The country had seen nothing like it – 3,675 Americans dead in the course of one day. Antietam lives in infamy as the bloodiest day in American history. As the firing ceased and the smoke cleared on September 17th, a question loomed over the citizens of Sharpsburg and the Antietam valley: what were they to do with the carnage wrought upon their community? Even before the armies left, Union soldiers formed burial parties to help identity and inter their comrades. These shallow graves, located on the property of farmers and citizens of Sharpsburg, were often haphazardly marked or not marked at all. William Roulette, whose farm stood near the center of the battlefield, returned to find more than 700 soldiers buried in his fields.

A photograph of Antietam National Cemetery
Wikimedia Commons

But as the Confederates retreated following the battle, their dead were often left where they fell. “The stench is intolerable,” one visitor to the battlefield proclaimed, “from whatever point a breath of wind proceeded a fresh effluvium assailed the senses.” Henry Kyd Douglas, an aide to General Thomas “Stonewall” Jackson, wrote that “the dead and dying lay as thick over it as harvest sheaves. The pitiable cries for water and appeals for help were much more horrible to listen to than the deadliest sounds of battle.”

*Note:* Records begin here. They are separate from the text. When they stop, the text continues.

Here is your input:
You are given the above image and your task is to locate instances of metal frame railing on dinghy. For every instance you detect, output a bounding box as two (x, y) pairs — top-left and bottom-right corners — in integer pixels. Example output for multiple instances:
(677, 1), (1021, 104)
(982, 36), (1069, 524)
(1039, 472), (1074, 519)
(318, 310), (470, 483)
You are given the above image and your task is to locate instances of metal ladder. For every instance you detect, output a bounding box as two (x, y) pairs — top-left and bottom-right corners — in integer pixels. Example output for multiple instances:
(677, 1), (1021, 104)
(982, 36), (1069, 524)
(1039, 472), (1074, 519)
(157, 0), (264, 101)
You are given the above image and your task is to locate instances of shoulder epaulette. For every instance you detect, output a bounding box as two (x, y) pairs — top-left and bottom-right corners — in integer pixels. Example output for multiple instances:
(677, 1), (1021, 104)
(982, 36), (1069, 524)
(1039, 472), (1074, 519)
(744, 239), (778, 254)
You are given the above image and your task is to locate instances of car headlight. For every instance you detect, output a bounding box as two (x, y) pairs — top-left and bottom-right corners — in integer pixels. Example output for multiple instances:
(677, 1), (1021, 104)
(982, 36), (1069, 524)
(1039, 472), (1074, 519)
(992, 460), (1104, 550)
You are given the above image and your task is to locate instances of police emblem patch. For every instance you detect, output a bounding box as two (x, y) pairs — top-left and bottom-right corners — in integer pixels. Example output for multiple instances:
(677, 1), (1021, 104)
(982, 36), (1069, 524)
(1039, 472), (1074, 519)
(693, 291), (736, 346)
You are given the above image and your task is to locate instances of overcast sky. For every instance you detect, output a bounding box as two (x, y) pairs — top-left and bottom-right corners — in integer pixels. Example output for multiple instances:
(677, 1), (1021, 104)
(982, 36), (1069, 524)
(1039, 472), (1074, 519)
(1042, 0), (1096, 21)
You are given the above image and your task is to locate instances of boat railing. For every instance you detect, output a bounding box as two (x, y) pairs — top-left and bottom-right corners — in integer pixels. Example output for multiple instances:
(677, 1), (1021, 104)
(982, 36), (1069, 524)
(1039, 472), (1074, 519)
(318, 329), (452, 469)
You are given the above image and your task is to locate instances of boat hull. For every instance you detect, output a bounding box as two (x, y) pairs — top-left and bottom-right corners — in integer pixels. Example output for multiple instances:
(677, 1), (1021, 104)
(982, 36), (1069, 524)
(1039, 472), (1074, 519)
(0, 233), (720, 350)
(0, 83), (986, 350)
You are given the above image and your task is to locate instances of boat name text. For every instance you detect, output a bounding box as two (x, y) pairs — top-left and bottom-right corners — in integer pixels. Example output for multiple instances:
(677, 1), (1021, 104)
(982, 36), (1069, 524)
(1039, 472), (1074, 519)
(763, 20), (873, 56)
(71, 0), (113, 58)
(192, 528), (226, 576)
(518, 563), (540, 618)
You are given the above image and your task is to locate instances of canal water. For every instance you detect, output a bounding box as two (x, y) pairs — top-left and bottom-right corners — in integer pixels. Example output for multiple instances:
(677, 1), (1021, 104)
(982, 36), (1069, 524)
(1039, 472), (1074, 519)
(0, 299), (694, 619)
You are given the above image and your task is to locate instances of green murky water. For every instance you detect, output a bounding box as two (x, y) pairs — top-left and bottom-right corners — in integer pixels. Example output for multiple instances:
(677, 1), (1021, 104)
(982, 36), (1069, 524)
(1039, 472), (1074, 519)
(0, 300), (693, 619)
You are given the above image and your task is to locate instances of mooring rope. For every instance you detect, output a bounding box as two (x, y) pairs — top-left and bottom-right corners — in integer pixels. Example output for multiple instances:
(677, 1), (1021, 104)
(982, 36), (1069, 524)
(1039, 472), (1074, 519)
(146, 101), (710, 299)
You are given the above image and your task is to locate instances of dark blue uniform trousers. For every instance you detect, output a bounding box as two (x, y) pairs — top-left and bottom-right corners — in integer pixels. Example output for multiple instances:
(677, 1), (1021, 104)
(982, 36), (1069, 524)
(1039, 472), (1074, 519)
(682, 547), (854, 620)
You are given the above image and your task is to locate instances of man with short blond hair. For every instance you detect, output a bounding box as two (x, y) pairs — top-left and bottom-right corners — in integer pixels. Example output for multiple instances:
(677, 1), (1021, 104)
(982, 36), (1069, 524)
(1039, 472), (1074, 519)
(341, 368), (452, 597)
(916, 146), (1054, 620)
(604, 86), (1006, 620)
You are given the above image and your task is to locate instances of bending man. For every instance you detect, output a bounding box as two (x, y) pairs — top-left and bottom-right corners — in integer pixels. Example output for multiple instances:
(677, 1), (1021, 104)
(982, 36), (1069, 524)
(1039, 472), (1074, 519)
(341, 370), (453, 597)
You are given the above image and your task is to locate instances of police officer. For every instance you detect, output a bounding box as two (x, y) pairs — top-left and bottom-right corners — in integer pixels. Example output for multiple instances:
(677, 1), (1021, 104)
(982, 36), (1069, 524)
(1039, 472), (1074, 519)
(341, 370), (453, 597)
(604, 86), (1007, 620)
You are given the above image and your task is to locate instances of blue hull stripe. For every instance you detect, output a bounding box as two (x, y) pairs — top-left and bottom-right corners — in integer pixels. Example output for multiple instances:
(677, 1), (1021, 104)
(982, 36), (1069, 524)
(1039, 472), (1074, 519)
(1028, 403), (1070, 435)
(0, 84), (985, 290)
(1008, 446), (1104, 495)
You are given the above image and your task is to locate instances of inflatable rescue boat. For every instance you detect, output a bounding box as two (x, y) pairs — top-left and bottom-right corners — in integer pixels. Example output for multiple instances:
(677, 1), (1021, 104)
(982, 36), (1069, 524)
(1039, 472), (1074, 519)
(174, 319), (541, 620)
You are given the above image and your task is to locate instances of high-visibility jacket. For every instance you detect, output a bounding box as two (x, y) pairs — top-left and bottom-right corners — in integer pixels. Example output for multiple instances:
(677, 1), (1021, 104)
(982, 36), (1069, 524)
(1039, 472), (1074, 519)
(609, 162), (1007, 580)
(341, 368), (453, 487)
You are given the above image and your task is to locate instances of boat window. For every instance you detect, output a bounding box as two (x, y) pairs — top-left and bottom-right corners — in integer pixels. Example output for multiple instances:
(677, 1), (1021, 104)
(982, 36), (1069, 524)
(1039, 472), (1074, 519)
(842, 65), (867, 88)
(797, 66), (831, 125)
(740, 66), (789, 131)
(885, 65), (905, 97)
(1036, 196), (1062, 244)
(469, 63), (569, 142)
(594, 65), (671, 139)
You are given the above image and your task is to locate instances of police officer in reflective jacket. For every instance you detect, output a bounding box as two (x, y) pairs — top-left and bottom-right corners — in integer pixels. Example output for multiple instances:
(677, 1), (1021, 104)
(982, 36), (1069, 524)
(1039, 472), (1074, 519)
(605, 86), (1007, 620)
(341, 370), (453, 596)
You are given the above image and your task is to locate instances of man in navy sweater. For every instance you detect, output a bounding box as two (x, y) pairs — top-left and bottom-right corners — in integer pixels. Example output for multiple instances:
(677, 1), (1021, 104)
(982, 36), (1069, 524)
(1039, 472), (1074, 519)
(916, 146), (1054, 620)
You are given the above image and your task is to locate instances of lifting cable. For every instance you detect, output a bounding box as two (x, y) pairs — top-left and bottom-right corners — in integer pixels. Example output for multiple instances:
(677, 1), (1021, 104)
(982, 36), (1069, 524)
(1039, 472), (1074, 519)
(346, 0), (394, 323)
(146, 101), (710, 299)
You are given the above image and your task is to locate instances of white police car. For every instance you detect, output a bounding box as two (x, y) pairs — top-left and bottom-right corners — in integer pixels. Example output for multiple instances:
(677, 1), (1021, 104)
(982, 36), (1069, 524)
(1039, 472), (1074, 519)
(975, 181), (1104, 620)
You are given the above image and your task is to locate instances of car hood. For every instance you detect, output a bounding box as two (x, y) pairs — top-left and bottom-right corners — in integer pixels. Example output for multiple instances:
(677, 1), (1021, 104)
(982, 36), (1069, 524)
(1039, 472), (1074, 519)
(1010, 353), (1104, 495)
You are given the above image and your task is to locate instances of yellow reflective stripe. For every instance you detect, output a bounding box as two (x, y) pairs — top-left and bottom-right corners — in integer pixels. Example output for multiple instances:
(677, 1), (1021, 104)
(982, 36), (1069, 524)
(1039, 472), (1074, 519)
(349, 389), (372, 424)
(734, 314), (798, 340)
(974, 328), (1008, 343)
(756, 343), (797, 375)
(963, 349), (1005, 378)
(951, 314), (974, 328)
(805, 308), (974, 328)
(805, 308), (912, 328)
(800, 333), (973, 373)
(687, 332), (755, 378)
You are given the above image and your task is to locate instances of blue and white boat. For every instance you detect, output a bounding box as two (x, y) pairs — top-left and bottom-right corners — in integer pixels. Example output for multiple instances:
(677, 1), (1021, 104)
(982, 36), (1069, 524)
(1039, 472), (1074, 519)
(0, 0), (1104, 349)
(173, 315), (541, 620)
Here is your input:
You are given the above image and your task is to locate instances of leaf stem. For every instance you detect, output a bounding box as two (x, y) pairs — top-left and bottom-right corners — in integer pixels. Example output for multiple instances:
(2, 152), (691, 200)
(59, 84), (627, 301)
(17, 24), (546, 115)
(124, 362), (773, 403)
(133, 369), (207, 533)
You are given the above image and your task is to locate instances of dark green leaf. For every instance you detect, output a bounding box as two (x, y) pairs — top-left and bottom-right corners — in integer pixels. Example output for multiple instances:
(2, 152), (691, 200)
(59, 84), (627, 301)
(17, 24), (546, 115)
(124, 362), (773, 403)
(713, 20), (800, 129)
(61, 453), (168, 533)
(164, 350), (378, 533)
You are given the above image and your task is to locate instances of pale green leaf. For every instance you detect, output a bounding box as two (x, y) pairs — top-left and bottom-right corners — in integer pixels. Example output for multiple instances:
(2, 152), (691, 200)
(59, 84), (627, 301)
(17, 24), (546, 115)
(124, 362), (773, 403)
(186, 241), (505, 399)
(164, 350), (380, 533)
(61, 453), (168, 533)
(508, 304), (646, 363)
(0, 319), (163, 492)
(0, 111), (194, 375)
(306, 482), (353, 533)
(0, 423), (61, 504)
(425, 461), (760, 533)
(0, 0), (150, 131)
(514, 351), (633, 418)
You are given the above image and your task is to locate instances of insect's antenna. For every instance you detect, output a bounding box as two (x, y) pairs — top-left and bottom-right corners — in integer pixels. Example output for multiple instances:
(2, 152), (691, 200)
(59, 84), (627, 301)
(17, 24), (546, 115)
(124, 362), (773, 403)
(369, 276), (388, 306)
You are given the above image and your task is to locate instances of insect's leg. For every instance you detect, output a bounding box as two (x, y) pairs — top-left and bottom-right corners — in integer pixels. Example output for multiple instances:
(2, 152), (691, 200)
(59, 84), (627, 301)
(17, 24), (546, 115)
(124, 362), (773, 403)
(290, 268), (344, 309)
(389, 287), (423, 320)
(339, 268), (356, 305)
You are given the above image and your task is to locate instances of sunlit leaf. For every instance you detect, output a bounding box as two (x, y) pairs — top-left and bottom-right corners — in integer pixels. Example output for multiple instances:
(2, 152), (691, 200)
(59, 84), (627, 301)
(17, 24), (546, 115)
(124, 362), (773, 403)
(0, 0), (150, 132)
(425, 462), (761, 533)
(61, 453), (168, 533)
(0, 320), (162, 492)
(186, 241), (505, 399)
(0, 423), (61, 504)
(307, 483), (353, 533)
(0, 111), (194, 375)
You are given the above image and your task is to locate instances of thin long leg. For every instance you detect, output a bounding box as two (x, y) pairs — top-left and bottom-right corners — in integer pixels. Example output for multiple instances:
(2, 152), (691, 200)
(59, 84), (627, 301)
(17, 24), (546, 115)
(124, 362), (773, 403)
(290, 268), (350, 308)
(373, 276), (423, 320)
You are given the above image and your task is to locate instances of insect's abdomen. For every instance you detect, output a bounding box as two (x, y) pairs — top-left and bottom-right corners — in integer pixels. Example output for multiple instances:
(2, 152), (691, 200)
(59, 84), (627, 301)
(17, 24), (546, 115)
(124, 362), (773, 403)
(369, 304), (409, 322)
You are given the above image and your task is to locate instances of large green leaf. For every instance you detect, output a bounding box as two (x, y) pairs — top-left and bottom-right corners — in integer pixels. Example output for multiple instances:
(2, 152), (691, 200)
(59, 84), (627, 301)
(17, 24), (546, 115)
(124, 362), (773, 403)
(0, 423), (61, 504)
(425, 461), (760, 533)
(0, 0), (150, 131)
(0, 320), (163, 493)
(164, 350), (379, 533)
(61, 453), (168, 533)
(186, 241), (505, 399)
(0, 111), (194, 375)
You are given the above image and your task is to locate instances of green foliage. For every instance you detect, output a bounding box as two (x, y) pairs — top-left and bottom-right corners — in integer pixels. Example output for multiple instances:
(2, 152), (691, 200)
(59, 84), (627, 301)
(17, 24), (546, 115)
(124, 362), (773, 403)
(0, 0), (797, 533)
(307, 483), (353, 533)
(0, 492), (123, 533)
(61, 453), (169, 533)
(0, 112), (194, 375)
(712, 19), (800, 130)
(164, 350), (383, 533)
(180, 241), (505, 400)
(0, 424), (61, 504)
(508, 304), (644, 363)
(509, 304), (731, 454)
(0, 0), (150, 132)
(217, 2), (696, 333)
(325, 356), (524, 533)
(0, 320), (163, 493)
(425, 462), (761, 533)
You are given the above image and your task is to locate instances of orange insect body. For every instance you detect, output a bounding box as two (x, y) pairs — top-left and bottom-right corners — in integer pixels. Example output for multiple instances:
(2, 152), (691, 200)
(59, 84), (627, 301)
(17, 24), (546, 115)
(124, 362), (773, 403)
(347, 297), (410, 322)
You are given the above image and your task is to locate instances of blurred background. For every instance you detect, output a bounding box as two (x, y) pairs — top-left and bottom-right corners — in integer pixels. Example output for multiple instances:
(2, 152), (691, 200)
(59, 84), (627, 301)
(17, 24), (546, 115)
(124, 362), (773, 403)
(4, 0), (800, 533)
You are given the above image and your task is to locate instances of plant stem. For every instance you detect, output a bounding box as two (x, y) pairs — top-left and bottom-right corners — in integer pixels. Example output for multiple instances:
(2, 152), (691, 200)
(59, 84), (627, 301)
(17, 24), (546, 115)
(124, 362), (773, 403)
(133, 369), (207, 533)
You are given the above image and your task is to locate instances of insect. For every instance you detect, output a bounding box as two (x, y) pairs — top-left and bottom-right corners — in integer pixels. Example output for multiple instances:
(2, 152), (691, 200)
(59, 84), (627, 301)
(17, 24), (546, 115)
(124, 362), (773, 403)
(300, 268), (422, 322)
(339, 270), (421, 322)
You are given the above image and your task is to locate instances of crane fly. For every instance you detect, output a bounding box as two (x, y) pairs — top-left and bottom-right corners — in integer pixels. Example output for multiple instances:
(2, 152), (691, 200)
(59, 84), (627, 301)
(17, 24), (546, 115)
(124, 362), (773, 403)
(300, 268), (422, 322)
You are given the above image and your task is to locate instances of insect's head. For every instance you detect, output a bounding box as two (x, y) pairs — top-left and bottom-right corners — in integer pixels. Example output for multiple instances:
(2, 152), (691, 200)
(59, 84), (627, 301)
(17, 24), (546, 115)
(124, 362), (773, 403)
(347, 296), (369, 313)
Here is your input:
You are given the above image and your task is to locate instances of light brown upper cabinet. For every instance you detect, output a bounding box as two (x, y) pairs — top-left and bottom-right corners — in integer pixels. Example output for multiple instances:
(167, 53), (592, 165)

Indeed, not even the Union dead received what would be considered a proper burial. As the Autumn rains began, shallow graves across the field began to again reveal the battle’s carnage. In January 1864, the Maryland General Assembly approved the purchasing of a piece of land on the battlefield “for the reception of its dead.” The Assembly appropriated $5,000 for the purchase of the land and, in March 1865, appointed a four-man committee headed by Sharpsburg physician Dr. Augustus A. Biggs. Biggs and the committee began considering possible cemetery locations, eventually settling on 11 and a half acres near the town of Sharpsburg, high ground which served as General Robert E. Lee’s observation point during the battle. From this point, visitors could view almost all major points on the battlefield.

To aid the committee, the Maryland Assembly requested financial aid from various other states to pay for the removal and relocation of existing graves throughout the battlefield. Eighteen states contributed a sum of $62,229.77, in addition to Maryland’s contribution of $16,000. The removal of remains took ten months, beginning in October 1866 and ending in August 1867. Two men, Aaron Good and Joseph Gill helped to locate and identify gravesites. They used letters, diaries, receipts, markings on belts or cartridge boxes, photographs, and interviews with relatives and comrades to identify many of the unknown dead.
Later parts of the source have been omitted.